Block any request containing PII

  • When incoming requests match:

    FieldOperatorValue
    LLM PII DetectedequalsTrue

    Expression when using the editor:
    (cf.llm.prompt.pii_detected)

  • Action: Block

Block only specific PII categories

  • When incoming requests match:

    FieldOperatorValue
    LLM PII Categoriesis inCredit Card

    Expression when using the editor:
    (any(cf.llm.prompt.pii_categories[*] in {"CREDIT_CARD"}))

  • Action: Block

Log email addresses but block credit cards and SSNs

Create two custom rules:

  1. A rule with action Block and the following expression:
    (any(cf.llm.prompt.pii_categories[*] in {"CREDIT_CARD" "US_SSN"}))

  2. A rule with action Log and the following expression:
    (any(cf.llm.prompt.pii_categories[*] in {"EMAIL_ADDRESS"}))

Exact PII detection (regex)

If you need to detect custom PII formats specific to your organization — such as internal employee IDs, patient record numbers, or proprietary account identifiers — you can create a WAF custom rule using a regex match on the raw body (http.request.body.raw field).

This approach complements fuzzy detection by covering formats the AI model does not natively recognize.

Example: Detect employee IDs

In the following example, an organization uses employee IDs in the format EMP- followed by exactly six digits (for example, EMP-482910).
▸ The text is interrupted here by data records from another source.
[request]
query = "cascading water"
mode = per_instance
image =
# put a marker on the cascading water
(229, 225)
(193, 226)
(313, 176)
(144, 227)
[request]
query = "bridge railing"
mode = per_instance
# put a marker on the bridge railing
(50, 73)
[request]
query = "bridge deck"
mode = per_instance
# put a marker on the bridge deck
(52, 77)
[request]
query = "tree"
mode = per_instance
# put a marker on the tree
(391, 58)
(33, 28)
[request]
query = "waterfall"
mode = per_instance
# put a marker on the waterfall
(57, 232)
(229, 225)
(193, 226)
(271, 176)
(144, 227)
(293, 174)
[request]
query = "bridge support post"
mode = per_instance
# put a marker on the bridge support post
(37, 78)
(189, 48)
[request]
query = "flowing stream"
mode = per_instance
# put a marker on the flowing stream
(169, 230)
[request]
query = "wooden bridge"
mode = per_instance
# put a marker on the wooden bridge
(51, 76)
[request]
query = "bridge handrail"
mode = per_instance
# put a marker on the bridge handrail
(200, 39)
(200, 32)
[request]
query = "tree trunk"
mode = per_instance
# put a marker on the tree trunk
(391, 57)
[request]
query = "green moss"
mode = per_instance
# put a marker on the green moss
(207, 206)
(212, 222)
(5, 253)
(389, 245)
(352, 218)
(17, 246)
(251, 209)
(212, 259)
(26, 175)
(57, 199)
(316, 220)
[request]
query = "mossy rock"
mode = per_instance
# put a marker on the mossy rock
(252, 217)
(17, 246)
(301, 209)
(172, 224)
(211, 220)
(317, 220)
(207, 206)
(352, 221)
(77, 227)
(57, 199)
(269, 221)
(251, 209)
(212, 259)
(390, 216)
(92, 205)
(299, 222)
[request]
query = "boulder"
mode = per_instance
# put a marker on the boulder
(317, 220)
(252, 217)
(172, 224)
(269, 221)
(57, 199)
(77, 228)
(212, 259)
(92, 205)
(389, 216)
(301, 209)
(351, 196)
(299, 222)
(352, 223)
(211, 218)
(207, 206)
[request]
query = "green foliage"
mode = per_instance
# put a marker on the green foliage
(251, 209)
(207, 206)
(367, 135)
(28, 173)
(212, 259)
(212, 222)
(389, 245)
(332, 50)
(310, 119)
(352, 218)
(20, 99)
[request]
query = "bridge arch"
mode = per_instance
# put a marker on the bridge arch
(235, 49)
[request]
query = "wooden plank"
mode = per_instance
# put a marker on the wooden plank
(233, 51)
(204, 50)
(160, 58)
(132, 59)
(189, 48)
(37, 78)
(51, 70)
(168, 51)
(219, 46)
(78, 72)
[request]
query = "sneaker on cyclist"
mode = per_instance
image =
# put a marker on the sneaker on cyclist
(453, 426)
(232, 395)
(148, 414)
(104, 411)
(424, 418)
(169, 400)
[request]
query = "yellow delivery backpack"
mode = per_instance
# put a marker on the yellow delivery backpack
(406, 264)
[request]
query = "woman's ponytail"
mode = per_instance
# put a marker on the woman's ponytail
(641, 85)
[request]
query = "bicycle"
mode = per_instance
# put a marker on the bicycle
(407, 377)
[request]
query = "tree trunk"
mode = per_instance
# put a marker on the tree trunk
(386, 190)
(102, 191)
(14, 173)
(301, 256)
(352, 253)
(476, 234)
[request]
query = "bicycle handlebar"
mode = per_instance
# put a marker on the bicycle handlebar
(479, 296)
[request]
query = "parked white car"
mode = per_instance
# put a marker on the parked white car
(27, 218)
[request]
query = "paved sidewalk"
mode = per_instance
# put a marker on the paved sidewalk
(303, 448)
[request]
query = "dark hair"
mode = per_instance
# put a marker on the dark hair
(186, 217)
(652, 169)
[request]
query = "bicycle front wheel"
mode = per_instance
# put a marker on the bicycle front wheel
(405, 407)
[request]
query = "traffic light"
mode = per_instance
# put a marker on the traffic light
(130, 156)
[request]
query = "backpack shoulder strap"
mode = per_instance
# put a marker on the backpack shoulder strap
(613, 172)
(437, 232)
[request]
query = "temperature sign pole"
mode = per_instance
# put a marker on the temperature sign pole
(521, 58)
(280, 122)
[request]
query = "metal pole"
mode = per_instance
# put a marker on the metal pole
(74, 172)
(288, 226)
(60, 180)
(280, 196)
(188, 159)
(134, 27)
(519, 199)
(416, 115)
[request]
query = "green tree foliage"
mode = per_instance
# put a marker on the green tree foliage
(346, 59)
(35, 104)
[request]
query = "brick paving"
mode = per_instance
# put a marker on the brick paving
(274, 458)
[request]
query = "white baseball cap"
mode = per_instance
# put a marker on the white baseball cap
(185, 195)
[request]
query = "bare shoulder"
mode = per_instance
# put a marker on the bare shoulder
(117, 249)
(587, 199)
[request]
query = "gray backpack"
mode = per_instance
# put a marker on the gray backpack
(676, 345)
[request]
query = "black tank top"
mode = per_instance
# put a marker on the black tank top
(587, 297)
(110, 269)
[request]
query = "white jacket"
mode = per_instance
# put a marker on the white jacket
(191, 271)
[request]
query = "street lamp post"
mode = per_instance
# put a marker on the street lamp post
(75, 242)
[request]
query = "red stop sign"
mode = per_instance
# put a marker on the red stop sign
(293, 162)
Create a custom rule with the following configuration:

  • When incoming requests match:

    FieldOperatorValue
    Raw request bodymatches regexEMP-[0-9]{6}

    Expression when using the editor:
    (http.request.body.raw matches "EMP-[0-9]{6}")

  • Action: Block

  • With response type: Custom JSON

  • Response body: { "error": "Request blocked: employee ID detected in prompt." }

Scope to a specific endpoint

To limit this rule to only your LLM endpoint, combine it with a path condition:

FieldOperatorValueLogic
URI Pathequals/api/chatAnd
Raw request bodymatches regexEMP-[0-9]{6}

Expression when using the editor:
(http.request.uri.path eq "/api/chat" and http.request.body.raw matches "EMP-[0-9]{6}")

More regex examples

Custom PII typeExample formatRegex pattern
Employee IDEMP-482910EMP-[0-9]{6}
Patient record numberPAT/2024/00391PAT/[0-9]{4}/[0-9]{5}
Internal account IDACCT-XX-99999ACCT-[A-Z]{2}-[0-9]{5}
Custom API key prefixsk_live_abc123...sk_live_[a-zA-Z0-9]{20,}

Considerations for regex rules

  • Cloudflare Plan requirement. Regex operators (matches and ~) require a Business or Enterprise plan.
  • Body size limit. The http.request.body.raw field inspects a limited portion of the request body. The exact limit varies by plan.
  • JSON payloads. The raw body includes the full JSON structure. Your regex should account for the fact that the prompt text is nested inside a JSON string.
  • Performance. Complex regex patterns can impact rule evaluation time. Keep patterns as specific as possible.

Combine both approaches

You can use fuzzy and exact detection together for layered protection:

(cf.llm.prompt.pii_detected or http.request.body.raw matches "EMP-[0-9]{6}")

This rule blocks requests where either the AI model detects any built-in PII category or the regex matches your custom identifier format.